On Schreier-type Sets, Partitions, and Compositions

TL;DR

This paper explores the relationship between sparse Schreier-type sets and partition numbers, establishing a bijection between certain sparse, strong Schreier sets and partitions with restricted parts, also extending results to compositions.

Contribution

It introduces a novel connection between sparse Schreier-type sets and restricted partition numbers, providing new combinatorial identities and extending the analysis to compositions.

Findings

The cardinality of certain sparse Schreier sets equals the number of partitions with restricted parts.

A bijection is established between sparse Schreier sets and partitions avoiding small parts.

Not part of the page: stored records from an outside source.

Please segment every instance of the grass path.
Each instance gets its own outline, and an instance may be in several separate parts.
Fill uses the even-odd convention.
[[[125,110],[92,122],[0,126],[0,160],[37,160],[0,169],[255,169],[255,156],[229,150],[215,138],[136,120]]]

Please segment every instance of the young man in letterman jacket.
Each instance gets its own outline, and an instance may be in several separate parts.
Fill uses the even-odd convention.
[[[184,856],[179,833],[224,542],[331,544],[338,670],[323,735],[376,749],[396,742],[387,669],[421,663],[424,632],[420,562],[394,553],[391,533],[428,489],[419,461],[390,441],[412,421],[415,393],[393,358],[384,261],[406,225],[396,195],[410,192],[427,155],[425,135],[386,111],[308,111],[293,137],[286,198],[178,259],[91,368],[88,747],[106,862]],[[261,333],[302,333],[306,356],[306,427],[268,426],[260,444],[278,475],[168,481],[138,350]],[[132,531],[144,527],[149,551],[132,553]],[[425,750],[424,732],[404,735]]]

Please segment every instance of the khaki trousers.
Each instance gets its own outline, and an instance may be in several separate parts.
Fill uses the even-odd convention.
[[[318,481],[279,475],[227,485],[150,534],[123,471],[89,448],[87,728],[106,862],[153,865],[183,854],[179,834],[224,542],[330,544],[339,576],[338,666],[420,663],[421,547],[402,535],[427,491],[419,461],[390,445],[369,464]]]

Results extend to integer compositions, broadening the combinatorial framework.

Abstract

A nonempty set $A\subset\mathbb{N}$ is $\ell$-strong Schreier if $\min A\geqslant \ell|A|-\ell+1$. We define a set of positive integers to be sparse if either the set has at most two numbers or the differences between consecutive numbers in increasing order are non-decreasing. This note establishes a connection between sparse Schreier-type sets and (restricted) partition numbers. One of our results states that if $\mathcal{G}_{n,\ell}$ consists of partitions of $n$ that contain no parts in $\{2, \ldots, \ell\}$, and \begin{equation*} \mathcal{A}_{n,\ell} \ :=\ \{A\subset \{1, \ldots, n\}\,:\, n\in A, A\mbox{ is sparse and }\ell\mbox{-strong Schreier}\}, \end{equation*} then $$|\mathcal{A}_{n,\ell}|\ =\ |\mathcal{G}_{n-1,\ell}|, \quad n, \ell\in \mathbb{N}.$$ The special case $\mathcal{G}_{n-1, 1}$ consists of all partitions of $n-1$. Besides partitions, integer compositions are also investigated.